Mas invocar o Salazar não é uma forma que as pessoas encontram de dizer o tal «não» de que a MFM tanto gosta?

O Salazar poder ser uma forma de contestação... Isso é que me espanta.

Uma mulher tão cosmopolita desconfia tanto da Europa, ou do federalismo europeu, porquê?

Desconfio. Eu não elegi o dr. Durão Barroso. E, mais importante, se quiser derrubá-lo, não posso. Mas gosto da Europa, da sua cultura, gosto de viajar pela Europa e quero qiue os meus alunos, sempre agarrados às saias da mãe, também o façam.

O que, agora, é mais fácil, graças à existência de uma União, sem fronteiras...

Essa é a parte de que eu gosto.

Um dos seus ódios de estimação é o fundamentalismo islâmico, senão mesmo o Islão.

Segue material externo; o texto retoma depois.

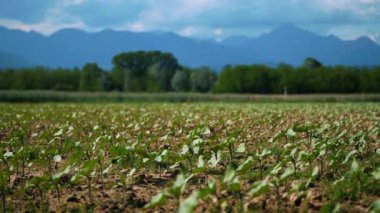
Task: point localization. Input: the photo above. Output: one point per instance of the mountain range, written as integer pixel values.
(289, 44)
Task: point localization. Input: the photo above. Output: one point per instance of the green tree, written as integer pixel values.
(144, 71)
(202, 79)
(181, 80)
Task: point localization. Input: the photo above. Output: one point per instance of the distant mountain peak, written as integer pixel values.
(290, 29)
(366, 40)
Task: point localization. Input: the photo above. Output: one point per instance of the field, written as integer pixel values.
(215, 157)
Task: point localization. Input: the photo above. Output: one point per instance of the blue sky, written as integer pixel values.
(216, 19)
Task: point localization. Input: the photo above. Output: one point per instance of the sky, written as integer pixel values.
(215, 19)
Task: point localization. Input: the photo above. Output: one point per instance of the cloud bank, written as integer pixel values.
(217, 19)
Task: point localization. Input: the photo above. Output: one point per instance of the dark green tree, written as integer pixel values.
(144, 71)
(181, 80)
(202, 79)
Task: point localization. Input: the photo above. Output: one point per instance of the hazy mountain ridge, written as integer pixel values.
(288, 44)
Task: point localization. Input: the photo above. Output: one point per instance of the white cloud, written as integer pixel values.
(46, 27)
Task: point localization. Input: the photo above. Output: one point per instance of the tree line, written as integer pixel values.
(155, 71)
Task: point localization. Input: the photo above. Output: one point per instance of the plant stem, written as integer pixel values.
(89, 189)
(3, 201)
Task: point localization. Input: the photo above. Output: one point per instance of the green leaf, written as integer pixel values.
(179, 185)
(229, 175)
(375, 207)
(241, 148)
(376, 174)
(289, 171)
(185, 150)
(352, 153)
(190, 203)
(58, 133)
(57, 158)
(8, 155)
(156, 200)
(290, 133)
(315, 172)
(214, 160)
(355, 166)
(245, 166)
(60, 174)
(259, 188)
(2, 179)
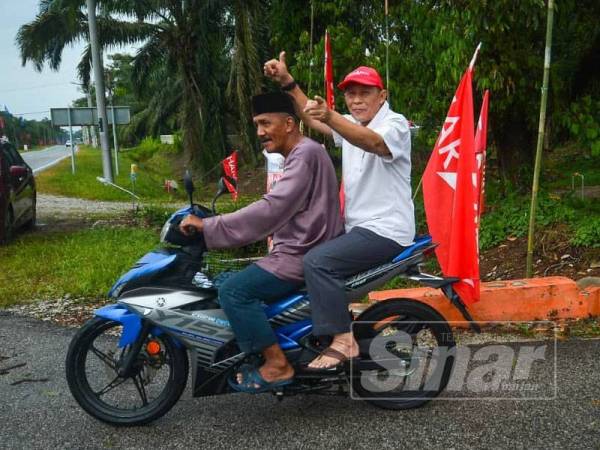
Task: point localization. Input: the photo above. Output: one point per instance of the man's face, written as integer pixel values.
(363, 102)
(272, 130)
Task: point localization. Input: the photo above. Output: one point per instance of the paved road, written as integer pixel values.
(42, 159)
(43, 414)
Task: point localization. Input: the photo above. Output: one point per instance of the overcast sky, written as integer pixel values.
(22, 89)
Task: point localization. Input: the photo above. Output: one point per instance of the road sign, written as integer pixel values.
(88, 116)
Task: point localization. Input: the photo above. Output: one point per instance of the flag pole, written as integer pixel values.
(310, 64)
(387, 53)
(541, 130)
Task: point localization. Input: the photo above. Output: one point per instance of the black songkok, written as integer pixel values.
(273, 102)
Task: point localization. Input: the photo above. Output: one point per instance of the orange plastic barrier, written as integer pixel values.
(512, 300)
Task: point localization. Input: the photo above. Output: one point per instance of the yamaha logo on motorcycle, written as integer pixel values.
(129, 364)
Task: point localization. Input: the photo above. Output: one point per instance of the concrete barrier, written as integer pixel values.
(529, 299)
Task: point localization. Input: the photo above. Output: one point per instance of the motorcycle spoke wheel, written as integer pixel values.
(406, 339)
(155, 384)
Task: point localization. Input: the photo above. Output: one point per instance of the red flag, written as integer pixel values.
(481, 146)
(329, 98)
(328, 73)
(230, 169)
(450, 194)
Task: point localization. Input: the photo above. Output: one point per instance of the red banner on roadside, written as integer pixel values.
(230, 168)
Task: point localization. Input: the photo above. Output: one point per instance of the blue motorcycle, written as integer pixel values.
(129, 364)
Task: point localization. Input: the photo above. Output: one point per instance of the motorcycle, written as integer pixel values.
(129, 364)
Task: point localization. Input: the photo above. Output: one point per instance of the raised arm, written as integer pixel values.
(358, 135)
(276, 69)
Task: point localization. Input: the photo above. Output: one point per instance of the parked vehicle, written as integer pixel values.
(129, 364)
(17, 193)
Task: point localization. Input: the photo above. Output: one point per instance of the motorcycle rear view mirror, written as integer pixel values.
(189, 186)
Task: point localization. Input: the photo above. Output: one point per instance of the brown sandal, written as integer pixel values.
(332, 353)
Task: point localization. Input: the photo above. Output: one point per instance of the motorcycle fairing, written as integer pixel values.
(420, 242)
(132, 323)
(150, 264)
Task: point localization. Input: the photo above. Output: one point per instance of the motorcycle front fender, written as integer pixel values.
(132, 323)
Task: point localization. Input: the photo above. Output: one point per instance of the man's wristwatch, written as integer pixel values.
(289, 86)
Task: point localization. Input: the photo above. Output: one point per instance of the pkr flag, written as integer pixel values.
(328, 73)
(451, 194)
(481, 146)
(231, 172)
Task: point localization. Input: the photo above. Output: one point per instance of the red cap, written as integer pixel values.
(362, 75)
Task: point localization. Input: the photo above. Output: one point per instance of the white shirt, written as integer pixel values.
(377, 189)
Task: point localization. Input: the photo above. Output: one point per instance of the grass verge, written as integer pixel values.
(83, 263)
(152, 171)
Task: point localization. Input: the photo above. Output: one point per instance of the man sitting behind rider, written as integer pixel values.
(301, 211)
(378, 210)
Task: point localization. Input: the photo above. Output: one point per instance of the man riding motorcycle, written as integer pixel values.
(301, 211)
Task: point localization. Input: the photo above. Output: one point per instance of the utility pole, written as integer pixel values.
(100, 100)
(111, 92)
(91, 129)
(540, 143)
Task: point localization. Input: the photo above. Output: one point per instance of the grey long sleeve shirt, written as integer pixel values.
(301, 211)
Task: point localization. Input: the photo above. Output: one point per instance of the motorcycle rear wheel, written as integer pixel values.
(156, 384)
(407, 331)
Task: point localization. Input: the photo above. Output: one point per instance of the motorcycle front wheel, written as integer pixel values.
(157, 381)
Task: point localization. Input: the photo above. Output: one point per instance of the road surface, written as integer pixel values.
(42, 414)
(40, 160)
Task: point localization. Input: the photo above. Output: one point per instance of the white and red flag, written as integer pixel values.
(231, 172)
(481, 146)
(451, 194)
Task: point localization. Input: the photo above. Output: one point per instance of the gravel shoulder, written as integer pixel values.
(53, 206)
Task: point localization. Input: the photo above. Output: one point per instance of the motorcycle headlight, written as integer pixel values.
(164, 231)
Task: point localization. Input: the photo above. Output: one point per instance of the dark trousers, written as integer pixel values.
(326, 268)
(241, 296)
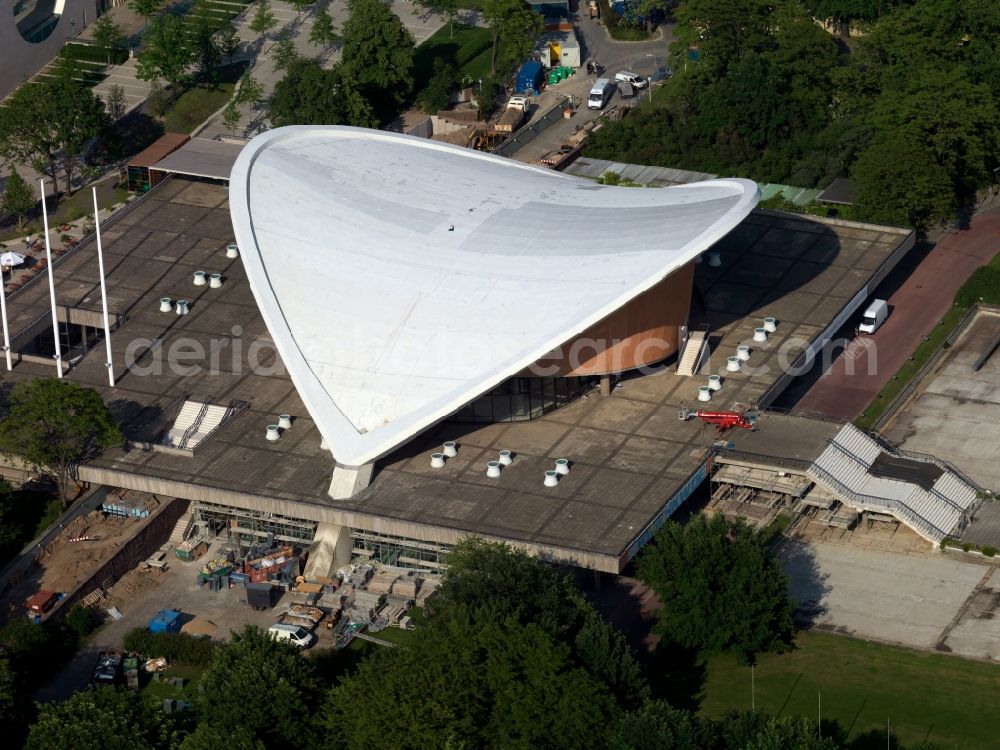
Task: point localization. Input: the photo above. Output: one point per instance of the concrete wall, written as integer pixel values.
(19, 58)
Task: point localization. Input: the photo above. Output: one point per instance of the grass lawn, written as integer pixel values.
(27, 513)
(925, 696)
(164, 689)
(200, 102)
(468, 50)
(72, 207)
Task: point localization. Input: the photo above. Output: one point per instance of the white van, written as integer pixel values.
(293, 634)
(600, 93)
(874, 316)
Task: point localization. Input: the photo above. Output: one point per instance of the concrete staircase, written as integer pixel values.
(182, 529)
(939, 509)
(694, 353)
(194, 422)
(136, 90)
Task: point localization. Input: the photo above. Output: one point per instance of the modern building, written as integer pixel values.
(34, 32)
(387, 295)
(403, 279)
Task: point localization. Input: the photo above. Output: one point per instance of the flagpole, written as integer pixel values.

Eu até fui a favor da intervenção no Iraque - no que me enganei redondamente. Não tinha bem a noção do que é o Médio Oriente. Sociedades tribais, não baseadas na lei, mas no sangue. Assim, os EUA não deviam ter intervindo. O fundamentalismo religioso é das coisas mais tenebrosas.

E Guantánamo, não é tenebroso?

Também é. Se o Ocidente se afirma respeitador do Estado de Direito, tem de o praticar. É por aí que o Ocidente é superior. O Ocidente é superior a esses países - que tratam as mulheres da maneira que tratam, ainda por cima.

Ao invocar a superioridade ocidental ainda será acusada de xenofobia...

Esto a falar em on e consciente do que digo. Os valores que derivam da tradição iluminista, a razão, a liberdade individual e o Estado de Direito são superiores, na constituição da sociedade, aos valores que regem as sociedades islâmicas, em que não há separação entre o poder político e o religioso. Isto não tem a ver com raças nem xenofobia. Mas com a organização das sociedades.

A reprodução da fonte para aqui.